Writings 1990-1999


Kenneth Westhues

Catholic New Times, 28 April 1996; on the web by permission, August 2003

This book is already eight years old, but I learned of it only last summer, at a conference at St. Thomas More College in Saskatoon, where Sam Oliner gave a talk. Chances are this book is news to most CNT readers, too. The Oliners' decades-long research program at California's Humboldt State University has made few headlines. This book's publisher is known and respected mainly in academic circles.

But what a story! Sam Oliner was a 12-year-old Jewish boy in Poland in 1942, when the Nazis forced him and his family into the ghetto at Bobowa. Two months later, as the Nazis were evacuating the ghetto's residents for extermination, the boy managed to escape. A Polish peasant woman named Balwina took him in, disguised his identity, and found him a job. The others in his family perished. He survived not just to tell the tale (in a memoir published in 1986) but to conduct, in collaboration with his wife, what must surely rank among the more important sociological studies ever done.

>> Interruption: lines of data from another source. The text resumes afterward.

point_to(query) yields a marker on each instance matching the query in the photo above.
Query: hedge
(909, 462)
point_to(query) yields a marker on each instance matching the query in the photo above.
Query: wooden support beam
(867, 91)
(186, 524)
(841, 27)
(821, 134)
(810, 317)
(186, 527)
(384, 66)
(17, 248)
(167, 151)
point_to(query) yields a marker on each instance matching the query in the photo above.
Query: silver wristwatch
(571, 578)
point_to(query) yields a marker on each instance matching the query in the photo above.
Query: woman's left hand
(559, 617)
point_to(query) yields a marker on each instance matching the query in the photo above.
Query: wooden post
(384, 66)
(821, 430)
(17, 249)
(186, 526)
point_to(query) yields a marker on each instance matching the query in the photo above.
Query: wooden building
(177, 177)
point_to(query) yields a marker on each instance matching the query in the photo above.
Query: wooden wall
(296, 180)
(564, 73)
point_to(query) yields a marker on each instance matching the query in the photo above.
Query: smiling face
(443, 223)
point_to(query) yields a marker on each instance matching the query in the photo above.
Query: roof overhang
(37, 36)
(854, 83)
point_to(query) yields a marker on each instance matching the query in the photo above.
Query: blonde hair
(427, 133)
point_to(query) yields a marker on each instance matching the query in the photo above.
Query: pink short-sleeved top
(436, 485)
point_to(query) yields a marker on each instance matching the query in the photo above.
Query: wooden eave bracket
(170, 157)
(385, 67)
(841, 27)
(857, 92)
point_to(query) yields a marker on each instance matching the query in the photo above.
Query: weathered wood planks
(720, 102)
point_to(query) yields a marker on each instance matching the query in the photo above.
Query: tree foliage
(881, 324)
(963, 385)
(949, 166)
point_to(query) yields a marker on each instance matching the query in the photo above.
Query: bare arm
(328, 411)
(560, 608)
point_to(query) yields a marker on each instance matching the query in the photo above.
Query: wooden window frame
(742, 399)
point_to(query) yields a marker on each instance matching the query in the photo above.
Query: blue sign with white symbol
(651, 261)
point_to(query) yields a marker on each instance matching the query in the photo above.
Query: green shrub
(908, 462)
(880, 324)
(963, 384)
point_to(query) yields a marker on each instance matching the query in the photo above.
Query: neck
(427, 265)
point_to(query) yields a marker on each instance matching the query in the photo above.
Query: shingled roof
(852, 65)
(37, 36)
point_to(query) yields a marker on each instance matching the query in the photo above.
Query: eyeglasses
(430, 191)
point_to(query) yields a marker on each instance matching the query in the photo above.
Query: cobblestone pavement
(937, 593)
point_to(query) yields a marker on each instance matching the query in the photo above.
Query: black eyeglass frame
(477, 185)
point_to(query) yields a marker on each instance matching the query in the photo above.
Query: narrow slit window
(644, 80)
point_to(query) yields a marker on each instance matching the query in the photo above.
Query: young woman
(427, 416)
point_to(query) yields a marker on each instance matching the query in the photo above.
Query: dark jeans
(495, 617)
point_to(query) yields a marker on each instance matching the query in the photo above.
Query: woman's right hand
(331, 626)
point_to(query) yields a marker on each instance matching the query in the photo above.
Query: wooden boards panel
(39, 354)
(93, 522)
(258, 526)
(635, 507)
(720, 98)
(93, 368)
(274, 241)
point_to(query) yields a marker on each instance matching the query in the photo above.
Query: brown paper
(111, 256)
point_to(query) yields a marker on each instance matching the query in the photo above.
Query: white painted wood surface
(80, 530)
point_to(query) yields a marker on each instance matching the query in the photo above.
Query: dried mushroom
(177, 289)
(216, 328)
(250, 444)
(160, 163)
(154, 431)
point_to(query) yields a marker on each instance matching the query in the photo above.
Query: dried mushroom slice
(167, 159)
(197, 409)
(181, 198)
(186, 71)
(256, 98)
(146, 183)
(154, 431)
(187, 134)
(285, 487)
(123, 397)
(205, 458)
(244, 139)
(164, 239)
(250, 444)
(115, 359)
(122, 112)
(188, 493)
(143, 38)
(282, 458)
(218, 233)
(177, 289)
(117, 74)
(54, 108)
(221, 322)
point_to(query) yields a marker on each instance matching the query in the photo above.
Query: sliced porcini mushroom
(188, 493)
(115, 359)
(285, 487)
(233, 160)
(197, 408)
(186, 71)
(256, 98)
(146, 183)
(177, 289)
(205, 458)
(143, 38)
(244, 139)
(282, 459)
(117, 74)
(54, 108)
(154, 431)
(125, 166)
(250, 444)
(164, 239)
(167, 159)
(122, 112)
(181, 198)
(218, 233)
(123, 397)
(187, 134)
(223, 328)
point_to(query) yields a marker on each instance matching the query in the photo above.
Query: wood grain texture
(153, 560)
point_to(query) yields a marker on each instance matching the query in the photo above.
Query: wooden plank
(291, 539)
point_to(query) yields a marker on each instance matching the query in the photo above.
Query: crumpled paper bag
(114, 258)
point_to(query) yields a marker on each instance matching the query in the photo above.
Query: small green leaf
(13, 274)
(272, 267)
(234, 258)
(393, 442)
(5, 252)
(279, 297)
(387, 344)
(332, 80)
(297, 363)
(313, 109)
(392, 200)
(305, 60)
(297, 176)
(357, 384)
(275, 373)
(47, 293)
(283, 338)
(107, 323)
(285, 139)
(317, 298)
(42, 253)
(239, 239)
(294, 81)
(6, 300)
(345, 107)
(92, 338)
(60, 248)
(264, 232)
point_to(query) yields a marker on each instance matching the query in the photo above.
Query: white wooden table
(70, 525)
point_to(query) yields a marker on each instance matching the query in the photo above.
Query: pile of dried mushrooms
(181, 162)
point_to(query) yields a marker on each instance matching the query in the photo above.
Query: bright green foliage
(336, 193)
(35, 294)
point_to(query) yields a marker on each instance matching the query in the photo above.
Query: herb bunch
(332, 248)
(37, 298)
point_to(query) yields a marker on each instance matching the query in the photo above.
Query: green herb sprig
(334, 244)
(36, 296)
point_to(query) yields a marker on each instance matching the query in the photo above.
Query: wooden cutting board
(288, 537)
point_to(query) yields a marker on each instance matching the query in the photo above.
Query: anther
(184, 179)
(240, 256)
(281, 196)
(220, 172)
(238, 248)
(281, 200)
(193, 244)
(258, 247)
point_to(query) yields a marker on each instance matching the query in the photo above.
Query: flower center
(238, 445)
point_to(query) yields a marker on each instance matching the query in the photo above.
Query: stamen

How did Balwina and the thousands of other Gentiles who risked their own lives to rescue Jews from the Holocaust differ from those who stood by and did nothing? This is the question the Oliners set out to answer. They interviewed a sample of 406 German, Polish, Italian, Dutch and French Gentiles whose actions of rescue had been investigated and authenticated by the Yad Vashem authority in Jerusalem. They also interviewed a sample of 126 nonrescuers and bystanders, this latter sample matched with the first by age, sex, education, and geographic location during the war. Then they compared the two samples on a wide range of variables.

In the hands of scholars with less breadth, this study might have done no more than illuminate that darkest of chapters in human history. The Oliners, however, viewed their data as a case-study of altruistic behaviour in general. How do people who risk personal disaster in order to help others, with no promise of reward, differ from people who do not? What kind of background or upbringing lends itself to altruism?

The Oliners' basic finding is that far more than bystanders, rescuers had formed friendly personal relations in the course of their upbringing with people different from themselves in social class and religion. As might be expected, rescuers were more likely to have grown up with Jewish friends and neighbours. But their ability to empathize, nourished by diversity of friendships, extended also to Gypsies and people richer or poorer than themselves.

No less striking is the authors' evidence that rescuers, far more than bystanders, came from close, loving families where discipline was light and based on talking and reasoning as opposed to physical punishment. Rescuers reported having learned a value on caring from their parents. Bystanders were more likely than rescuers to report having learned values on obedience and economic competence.

Rescuers and nonrescuers differed little in their formal religious backgrounds, though the former were slightly less likely to have attended Catholic schools. The degree of parental religiosity did not distinguish the two groups. Rescuers were more likely, however, to describe themselves as religious than nonrescuers were.

The main conclusion of this book is that rescuers had greater capacity for what the Oliners call "extensivity," meaning the extension of self to include others, attachment to others and a sense of responsibility for others' welfare. Rescuers showed more trust in people generally, thought more highly both of themselves and of others, and were disinclined to exclude others from the community. Bystanders, on the other hand, had led constricted lives, were centred on themselves, were more likely to be suspicious and insecure, and they reserved a sense of obligation to a small circle from which others were excluded.

At the end of the book, the Oliners dispute the common priority on teaching personal moral autonomy and independence of mind as defenses against submission to authoritarian political regimes. Quoting H. J. Forbes, these authors suggest that independence of mind may "promise the philosopher but deliver the tyrant." Their priority, consistent with their data, is instead on cultivating from childhood, especially in homes and schools, diverse kinds of caring relationship. Rescuers, they say in summary, "were and are 'ordinary' people. They were farmers and teachers, entrepreneurs and factory workers, rich and poor, parents and single people, Protestants and Catholics. Most had done nothing extraordinary before the war nor afterwards. They were not heroes cast in larger-than-life molds. What most distinguished them were their connections with others in relationships of commitment and care."